The more than two dozen students enrolled each year in the course are mentored by Phoenix attorneys Michael Hool, Jennifer Lefere and Jonathan Coury of the Hool Law Group, and by Tom Fulcher, founder of The Idea Gardener, a business development and marketing firm. Their expertise and passion for entrepreneurship and for working with students is a big plus for the group, said Menkhus, noting he hopes to use the new grant money to continue the effective utilization of the TVSG’s in-residence professionals.

“Another use of the grant funds will be to assist SkySong’s ongoing efforts to attract international technology firms to Arizona by providing services those firms need when establishing their first presence in the U.S.,” Menkhus said. “TVSG students can provide information about U.S. markets, competitors, business-entity formation, contracting, and many other important topics that companies new to the U.S. may encounter.”

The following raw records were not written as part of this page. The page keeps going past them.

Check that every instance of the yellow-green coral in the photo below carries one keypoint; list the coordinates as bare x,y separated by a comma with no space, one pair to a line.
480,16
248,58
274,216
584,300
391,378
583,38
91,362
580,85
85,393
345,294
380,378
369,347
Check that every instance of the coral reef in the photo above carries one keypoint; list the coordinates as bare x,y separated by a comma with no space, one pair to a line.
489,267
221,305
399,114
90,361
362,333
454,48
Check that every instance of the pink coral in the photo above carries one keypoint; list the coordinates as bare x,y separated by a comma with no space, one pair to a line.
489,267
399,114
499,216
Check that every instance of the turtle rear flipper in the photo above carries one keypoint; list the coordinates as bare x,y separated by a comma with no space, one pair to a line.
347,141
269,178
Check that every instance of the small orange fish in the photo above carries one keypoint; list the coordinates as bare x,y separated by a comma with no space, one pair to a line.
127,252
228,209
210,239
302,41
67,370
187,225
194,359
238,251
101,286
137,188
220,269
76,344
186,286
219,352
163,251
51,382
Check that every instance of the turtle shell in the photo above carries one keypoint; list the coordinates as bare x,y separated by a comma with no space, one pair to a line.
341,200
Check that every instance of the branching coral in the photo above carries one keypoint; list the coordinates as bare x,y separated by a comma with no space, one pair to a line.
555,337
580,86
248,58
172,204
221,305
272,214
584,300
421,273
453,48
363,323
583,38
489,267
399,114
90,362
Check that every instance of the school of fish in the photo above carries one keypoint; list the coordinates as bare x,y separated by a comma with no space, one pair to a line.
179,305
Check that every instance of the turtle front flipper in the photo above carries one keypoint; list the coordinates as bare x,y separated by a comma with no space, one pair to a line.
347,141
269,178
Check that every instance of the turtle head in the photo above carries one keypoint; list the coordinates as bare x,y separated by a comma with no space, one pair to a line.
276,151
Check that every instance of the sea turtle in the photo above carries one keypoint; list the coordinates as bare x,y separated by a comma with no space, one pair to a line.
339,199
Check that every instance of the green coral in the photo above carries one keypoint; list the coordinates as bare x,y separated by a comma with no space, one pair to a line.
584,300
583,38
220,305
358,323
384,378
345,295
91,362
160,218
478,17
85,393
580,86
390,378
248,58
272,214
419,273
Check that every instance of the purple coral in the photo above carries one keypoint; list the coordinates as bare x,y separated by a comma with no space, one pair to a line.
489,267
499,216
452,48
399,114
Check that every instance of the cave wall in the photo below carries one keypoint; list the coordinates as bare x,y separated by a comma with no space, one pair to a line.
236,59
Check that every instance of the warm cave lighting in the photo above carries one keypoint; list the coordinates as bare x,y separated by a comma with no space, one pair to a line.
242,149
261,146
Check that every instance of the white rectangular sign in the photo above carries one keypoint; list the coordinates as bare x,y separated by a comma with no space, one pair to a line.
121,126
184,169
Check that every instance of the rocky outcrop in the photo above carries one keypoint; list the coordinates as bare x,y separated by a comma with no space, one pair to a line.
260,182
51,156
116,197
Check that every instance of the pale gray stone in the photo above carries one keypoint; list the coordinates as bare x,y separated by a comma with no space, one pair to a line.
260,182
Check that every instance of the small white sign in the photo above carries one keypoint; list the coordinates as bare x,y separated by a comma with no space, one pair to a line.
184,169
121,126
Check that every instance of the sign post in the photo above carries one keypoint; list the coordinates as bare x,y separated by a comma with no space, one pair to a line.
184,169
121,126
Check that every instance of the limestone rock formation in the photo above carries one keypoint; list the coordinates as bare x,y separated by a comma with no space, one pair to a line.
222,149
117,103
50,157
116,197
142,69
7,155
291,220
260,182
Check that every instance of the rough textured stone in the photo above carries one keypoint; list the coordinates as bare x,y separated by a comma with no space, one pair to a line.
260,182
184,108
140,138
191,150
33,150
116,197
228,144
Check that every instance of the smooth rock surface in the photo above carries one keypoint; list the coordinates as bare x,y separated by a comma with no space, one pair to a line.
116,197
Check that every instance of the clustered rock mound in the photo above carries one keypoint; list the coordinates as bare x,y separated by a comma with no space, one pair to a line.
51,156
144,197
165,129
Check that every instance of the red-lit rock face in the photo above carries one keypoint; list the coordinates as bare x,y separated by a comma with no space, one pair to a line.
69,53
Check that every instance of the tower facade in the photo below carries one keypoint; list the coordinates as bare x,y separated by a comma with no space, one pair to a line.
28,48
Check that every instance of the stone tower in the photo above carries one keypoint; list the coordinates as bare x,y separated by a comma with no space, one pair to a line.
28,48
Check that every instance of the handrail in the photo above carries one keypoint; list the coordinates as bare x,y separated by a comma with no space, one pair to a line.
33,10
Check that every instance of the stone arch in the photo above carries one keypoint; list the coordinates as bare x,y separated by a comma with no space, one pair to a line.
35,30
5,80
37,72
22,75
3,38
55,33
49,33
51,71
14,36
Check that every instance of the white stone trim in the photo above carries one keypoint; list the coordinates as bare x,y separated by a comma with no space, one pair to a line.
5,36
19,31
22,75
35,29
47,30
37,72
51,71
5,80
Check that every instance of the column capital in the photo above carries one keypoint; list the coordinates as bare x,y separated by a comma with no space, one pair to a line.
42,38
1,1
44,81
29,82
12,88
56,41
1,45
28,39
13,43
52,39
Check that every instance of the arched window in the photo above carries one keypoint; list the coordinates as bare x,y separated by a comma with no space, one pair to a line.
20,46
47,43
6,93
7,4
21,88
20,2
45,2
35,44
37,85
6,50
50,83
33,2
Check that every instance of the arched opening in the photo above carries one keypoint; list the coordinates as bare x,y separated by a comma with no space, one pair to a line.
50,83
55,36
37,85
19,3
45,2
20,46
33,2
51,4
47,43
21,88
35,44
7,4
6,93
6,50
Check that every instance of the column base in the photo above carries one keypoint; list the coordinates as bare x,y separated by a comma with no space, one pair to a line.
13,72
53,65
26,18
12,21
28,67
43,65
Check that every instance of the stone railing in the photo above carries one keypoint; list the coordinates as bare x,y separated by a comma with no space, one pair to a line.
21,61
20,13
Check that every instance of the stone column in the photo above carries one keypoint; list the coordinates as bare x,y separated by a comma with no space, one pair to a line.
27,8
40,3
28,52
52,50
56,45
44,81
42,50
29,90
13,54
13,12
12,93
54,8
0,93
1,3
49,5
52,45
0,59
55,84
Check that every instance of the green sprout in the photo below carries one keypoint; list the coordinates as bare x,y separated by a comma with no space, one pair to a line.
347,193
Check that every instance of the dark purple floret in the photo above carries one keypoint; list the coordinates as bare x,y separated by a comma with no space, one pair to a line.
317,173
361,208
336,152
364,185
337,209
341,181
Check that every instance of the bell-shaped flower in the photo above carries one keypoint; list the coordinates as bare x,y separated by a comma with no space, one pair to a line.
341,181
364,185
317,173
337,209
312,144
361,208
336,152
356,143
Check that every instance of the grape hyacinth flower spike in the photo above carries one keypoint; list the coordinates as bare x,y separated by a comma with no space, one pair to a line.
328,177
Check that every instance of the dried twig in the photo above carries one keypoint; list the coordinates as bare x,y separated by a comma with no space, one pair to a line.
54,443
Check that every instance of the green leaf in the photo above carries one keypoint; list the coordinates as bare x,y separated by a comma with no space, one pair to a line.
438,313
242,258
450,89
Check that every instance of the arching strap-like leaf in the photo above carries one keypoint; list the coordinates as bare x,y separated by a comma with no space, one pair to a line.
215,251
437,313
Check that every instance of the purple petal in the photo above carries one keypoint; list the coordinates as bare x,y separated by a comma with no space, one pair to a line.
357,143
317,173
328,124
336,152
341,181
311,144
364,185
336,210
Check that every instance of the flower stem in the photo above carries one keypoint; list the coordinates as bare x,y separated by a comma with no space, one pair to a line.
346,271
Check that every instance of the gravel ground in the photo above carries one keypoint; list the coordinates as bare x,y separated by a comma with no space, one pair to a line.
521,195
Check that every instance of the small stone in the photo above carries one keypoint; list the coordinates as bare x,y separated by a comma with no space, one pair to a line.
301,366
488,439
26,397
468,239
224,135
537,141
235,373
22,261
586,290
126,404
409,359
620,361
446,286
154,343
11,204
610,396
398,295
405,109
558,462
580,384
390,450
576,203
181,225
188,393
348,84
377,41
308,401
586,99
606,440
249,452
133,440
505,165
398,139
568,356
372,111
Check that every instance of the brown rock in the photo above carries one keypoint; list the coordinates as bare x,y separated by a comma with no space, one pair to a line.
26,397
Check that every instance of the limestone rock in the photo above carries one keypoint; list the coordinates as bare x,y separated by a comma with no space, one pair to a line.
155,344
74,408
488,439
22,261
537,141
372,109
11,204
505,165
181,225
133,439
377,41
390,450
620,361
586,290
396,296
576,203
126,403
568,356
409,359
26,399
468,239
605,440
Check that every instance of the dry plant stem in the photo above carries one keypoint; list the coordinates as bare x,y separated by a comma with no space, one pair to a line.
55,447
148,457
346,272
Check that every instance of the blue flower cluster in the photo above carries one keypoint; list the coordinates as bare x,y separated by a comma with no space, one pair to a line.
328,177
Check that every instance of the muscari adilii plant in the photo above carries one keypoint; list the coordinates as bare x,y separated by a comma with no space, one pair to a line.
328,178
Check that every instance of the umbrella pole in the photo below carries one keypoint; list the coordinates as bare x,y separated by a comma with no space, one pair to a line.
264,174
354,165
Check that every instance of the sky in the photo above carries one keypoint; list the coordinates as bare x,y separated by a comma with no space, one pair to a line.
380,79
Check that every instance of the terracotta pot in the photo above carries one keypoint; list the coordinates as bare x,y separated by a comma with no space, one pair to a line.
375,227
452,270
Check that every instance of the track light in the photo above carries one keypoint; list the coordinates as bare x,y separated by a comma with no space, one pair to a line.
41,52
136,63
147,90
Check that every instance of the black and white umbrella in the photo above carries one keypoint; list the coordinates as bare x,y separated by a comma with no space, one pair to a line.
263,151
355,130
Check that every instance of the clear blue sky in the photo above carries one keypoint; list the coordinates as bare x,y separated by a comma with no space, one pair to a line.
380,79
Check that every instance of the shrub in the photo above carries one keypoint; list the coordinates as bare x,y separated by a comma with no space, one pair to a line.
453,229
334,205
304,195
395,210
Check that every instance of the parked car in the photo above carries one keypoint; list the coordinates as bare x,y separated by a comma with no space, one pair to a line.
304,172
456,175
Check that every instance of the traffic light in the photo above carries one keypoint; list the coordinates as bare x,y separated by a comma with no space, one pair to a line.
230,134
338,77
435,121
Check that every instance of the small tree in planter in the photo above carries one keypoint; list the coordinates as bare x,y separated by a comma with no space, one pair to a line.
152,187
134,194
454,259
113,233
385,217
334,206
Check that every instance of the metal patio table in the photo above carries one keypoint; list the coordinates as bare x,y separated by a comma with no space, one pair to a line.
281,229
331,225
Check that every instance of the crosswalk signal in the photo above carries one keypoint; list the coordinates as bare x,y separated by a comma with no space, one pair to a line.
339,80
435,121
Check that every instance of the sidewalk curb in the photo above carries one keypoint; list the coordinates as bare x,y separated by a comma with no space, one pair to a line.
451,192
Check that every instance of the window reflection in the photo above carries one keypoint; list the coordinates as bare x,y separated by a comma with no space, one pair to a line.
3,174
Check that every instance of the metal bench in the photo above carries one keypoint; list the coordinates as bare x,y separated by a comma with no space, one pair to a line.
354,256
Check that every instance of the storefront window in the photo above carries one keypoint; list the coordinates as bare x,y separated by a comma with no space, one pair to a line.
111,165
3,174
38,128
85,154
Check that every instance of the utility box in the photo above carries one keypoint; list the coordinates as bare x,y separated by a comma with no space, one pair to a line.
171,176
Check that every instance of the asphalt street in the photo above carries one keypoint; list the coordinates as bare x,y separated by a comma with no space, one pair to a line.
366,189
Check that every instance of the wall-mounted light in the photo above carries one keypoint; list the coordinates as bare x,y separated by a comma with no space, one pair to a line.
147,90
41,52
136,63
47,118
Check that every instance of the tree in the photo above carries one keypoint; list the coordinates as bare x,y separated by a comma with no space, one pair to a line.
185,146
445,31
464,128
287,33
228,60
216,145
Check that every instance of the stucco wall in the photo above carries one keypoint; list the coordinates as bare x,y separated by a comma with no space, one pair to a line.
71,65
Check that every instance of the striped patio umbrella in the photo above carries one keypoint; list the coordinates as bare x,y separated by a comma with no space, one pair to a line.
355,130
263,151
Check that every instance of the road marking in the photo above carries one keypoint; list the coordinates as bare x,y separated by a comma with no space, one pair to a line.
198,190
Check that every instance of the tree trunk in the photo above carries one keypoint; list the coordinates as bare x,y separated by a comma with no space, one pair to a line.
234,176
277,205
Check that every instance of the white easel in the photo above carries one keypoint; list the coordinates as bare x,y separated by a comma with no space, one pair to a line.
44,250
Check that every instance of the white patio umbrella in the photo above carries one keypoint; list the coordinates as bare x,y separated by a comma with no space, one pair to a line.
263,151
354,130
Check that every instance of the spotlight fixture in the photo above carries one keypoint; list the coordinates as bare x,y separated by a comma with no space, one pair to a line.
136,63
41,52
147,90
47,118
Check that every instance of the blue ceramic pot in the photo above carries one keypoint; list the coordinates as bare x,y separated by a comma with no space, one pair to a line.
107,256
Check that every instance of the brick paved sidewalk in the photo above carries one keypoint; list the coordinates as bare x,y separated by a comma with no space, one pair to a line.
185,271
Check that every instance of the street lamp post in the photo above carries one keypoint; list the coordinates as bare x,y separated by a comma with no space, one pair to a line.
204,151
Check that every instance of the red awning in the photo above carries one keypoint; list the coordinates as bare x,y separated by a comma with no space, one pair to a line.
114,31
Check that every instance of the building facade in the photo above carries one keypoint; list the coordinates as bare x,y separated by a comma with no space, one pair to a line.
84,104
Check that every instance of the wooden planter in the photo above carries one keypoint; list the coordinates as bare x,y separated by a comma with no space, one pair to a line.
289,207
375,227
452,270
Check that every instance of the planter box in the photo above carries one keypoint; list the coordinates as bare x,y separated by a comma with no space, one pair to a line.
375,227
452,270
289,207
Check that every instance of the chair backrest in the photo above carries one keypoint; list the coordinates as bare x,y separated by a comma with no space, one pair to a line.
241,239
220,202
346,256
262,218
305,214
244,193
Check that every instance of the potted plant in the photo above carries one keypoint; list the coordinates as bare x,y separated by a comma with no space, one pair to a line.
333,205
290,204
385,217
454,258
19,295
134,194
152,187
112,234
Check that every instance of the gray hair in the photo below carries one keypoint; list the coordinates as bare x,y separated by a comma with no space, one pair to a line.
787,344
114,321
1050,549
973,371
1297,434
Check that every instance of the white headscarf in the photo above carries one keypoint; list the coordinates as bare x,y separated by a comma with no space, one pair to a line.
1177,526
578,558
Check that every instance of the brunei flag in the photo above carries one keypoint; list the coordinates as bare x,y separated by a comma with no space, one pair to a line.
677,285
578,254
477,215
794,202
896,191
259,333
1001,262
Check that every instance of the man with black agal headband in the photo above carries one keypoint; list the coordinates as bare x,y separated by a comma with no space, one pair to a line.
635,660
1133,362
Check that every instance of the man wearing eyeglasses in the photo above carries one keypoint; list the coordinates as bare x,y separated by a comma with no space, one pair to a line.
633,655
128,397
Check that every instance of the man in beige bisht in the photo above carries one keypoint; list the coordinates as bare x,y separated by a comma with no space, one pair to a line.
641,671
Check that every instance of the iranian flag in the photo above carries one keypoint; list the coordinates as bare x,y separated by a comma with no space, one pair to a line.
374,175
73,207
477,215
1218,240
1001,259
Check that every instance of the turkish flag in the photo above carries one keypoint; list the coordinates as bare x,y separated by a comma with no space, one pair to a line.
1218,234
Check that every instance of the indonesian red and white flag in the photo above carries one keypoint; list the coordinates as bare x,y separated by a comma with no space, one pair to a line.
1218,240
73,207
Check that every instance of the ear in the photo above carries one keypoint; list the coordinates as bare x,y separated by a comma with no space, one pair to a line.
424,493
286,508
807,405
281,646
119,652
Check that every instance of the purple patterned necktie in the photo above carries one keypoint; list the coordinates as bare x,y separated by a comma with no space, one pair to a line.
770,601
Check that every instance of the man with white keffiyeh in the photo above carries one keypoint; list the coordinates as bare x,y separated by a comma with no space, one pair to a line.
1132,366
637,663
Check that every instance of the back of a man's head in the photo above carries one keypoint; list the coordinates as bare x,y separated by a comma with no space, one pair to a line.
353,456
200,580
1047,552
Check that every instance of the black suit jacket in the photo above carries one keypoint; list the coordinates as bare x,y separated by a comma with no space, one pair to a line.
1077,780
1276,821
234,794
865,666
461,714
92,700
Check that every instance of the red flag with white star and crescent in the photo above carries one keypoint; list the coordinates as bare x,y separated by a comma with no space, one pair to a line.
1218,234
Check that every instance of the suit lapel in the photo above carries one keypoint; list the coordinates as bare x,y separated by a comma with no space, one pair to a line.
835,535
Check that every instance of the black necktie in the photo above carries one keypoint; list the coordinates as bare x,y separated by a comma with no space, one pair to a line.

The ASU Pathways to Entrepreneurship Grant is part of the university’s commitment to funding innovative approaches to entrepreneurship education. Across ASU, faculty and staff are teaching courses that provide students with opportunities to use knowledge of their disciplines to advance entrepreneurship and innovation. Through programs such as the TVSG, which also received a $40,000 entrepreneurship grant in 2008, students increase their influence on the community and confidence in their entrepreneurial and innovative skills.